Il 17 aprile di quarant’anni fa i Khmer Rossi di Pol Pot entrarono a Phnom Penh, dando inizio al genocidio cambogiano che dal 1975 al 1979 portò alla morte di quasi un abitante su sei del Paese del sud-est asiatico. Una volta deposto il governo in carica, i cosiddetti “Grandi Fratelli” misero in atto un regime di terrore, attraverso l’eliminazione delle minoranze religiose e degli elementi legati al vecchio sistema di potere e la deportazione di centinaia di migliaia di persone dalle città alle campagne.
In Cambogia i Khmer Rossi diedero vita a un vero e proprio sistema concentrazionario, basato su centri di “rieducazione” come il famoso carcere S-21, diretto dal “Grande Fratello” Duch.

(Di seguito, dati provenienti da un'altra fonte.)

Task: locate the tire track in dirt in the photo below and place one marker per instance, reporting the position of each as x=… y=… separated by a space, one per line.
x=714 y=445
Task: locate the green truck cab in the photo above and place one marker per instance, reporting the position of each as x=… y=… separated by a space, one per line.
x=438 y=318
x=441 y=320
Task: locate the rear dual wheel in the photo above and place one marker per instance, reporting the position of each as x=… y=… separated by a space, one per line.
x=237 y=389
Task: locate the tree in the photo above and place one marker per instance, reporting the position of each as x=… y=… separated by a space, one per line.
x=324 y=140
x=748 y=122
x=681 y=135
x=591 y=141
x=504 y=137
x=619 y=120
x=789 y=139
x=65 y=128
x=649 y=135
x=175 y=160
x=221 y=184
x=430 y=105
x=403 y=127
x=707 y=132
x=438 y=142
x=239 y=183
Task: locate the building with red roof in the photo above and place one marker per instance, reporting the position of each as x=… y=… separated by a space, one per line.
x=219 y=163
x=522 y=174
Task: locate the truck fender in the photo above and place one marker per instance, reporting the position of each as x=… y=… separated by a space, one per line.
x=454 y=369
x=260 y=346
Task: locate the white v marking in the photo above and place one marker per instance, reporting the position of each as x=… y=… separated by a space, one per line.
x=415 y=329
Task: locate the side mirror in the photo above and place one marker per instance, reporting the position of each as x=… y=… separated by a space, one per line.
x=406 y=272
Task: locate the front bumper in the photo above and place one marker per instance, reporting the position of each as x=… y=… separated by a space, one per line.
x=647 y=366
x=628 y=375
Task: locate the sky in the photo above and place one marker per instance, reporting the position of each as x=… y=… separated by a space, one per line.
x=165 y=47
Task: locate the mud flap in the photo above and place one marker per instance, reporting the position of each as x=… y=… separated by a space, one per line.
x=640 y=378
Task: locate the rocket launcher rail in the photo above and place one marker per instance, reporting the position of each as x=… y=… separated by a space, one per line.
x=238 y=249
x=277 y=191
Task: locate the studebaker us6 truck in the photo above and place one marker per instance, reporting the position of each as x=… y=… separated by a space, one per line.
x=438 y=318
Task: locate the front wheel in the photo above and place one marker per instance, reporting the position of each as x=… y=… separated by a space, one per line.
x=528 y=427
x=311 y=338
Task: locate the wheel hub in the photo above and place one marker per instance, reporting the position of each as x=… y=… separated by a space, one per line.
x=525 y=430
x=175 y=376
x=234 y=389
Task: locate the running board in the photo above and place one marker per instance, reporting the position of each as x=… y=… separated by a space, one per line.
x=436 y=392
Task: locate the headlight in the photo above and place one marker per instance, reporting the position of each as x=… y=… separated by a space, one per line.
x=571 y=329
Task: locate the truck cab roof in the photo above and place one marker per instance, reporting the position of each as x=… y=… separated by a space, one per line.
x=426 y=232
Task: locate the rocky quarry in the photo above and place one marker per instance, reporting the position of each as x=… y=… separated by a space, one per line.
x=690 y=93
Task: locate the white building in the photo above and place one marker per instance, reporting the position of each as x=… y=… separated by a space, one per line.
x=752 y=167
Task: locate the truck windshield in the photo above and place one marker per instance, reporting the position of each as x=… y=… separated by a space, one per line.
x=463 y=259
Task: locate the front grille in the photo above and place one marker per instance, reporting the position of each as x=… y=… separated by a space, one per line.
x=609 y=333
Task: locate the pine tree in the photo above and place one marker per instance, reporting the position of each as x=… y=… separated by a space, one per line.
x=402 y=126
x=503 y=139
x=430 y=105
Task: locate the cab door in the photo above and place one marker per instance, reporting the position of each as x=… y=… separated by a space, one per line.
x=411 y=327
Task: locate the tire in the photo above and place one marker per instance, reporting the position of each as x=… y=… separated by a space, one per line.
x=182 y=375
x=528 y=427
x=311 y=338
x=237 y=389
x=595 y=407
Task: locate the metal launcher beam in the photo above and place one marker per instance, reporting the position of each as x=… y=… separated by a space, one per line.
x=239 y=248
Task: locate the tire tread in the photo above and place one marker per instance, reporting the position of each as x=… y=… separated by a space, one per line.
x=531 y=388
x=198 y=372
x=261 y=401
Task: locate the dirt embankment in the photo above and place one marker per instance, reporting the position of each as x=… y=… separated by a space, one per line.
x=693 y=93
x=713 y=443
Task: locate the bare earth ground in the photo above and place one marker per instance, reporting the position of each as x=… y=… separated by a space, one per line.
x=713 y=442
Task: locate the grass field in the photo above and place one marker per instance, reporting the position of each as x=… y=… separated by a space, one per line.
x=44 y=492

A distanza di quarant’anni, il governo cambogiano è ancora accusato di torture, omicidi, arresti arbitrari, processi sommari, censura e limiti alla libertà di associazione. Il primo ministro Hun Sen, ex quadro del regime dei Khmer Rossi, al potere in Cambogia da 30 anni, nonostante sia riuscito a portare una modesta crescita economica nel Paese, lo sta trasformando in uno Stato autoritario a partito unico. Associazioni per i diritti umani come Human Rights Watch accusano Hun Sen anche di ostacolare attraverso ostruzionismo, ritardi e corruzione i processi delle Extraordinary Chambers in the Courts of Cambodia, chiamate a giudicare i crimini commessi dai Khmer Rossi.

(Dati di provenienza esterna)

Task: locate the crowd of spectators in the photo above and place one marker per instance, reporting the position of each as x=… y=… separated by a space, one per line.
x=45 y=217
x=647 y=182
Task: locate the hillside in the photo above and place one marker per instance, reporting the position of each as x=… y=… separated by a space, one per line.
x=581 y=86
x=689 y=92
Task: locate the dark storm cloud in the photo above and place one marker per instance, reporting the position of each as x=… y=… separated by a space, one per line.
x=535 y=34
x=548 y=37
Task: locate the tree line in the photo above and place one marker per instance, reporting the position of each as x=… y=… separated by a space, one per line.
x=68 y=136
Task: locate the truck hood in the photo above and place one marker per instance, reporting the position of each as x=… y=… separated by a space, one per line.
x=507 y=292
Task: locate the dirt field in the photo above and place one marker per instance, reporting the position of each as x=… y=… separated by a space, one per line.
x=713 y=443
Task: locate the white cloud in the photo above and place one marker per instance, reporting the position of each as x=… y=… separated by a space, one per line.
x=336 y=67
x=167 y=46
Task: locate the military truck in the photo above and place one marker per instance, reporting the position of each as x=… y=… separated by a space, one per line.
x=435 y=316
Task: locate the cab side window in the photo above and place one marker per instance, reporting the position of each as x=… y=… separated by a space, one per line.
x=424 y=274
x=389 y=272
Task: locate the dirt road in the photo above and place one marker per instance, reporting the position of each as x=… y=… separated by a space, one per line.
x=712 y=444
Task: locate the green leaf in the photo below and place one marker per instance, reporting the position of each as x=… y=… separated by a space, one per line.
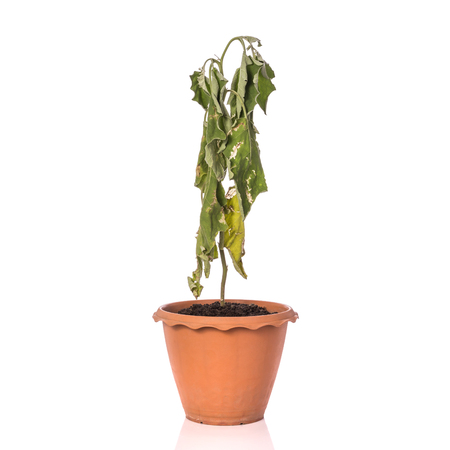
x=234 y=236
x=265 y=86
x=212 y=218
x=215 y=160
x=251 y=40
x=244 y=164
x=215 y=128
x=201 y=94
x=232 y=101
x=242 y=82
x=252 y=92
x=201 y=171
x=194 y=281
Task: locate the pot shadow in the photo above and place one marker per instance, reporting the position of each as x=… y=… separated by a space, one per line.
x=195 y=436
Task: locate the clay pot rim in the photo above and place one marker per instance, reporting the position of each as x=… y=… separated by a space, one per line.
x=284 y=313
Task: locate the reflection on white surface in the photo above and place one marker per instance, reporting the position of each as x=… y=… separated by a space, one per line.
x=195 y=436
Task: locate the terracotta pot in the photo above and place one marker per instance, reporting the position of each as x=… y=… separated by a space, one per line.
x=225 y=367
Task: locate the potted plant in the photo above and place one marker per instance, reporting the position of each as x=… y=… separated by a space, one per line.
x=225 y=354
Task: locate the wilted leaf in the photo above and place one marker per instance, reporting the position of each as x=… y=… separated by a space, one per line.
x=201 y=94
x=234 y=236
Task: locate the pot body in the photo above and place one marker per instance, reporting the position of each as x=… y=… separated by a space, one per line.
x=225 y=367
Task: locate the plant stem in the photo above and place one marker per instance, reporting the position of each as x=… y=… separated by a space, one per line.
x=226 y=48
x=224 y=269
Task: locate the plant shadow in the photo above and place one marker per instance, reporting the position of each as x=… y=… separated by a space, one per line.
x=195 y=436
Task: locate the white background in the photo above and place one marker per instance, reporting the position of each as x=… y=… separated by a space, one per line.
x=98 y=214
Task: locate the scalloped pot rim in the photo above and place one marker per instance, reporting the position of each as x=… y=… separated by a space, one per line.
x=168 y=315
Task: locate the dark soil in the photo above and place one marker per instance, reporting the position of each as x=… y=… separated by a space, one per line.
x=228 y=310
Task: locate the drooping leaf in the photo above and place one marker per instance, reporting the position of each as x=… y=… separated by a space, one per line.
x=215 y=128
x=265 y=85
x=201 y=171
x=200 y=89
x=232 y=101
x=215 y=160
x=241 y=82
x=212 y=218
x=194 y=281
x=244 y=164
x=234 y=236
x=251 y=40
x=252 y=91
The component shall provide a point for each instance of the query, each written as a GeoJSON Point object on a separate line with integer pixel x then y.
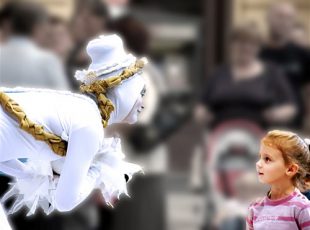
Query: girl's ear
{"type": "Point", "coordinates": [292, 170]}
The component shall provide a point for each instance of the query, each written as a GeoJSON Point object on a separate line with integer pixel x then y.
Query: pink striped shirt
{"type": "Point", "coordinates": [289, 213]}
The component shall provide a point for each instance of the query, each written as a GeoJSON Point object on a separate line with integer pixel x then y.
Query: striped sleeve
{"type": "Point", "coordinates": [304, 218]}
{"type": "Point", "coordinates": [249, 218]}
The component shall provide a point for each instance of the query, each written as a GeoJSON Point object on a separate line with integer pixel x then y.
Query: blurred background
{"type": "Point", "coordinates": [221, 73]}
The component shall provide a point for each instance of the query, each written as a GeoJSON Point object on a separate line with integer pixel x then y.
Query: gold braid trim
{"type": "Point", "coordinates": [99, 88]}
{"type": "Point", "coordinates": [37, 131]}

La strada per la giustizia in Cambogia è apparsa complicata fin dal crollo del regime nel 1979, a cui per dieci anni seguì l’occupazione vietnamita del Paese. I nuovi uomini al potere invocarono immediatamente un processo per i Khmer Rossi per autolegittimarsi legalmente e moralmente nei confronti di una comunità internazionale contraria all’invasione, e condannarono a morte con l’accusa di genocidio i due maggiori responsabili del regime cambogiano, Pol Pot e Ieng Sary. I riflettori tuttavia erano puntati sulle violazioni dei diritti umani del nuovo regime occupante, e la comunità internazionale si concentrò più sul tentativo di destabilizzare i vietnamiti che sull’avvio di processi contro i Khmer Rossi.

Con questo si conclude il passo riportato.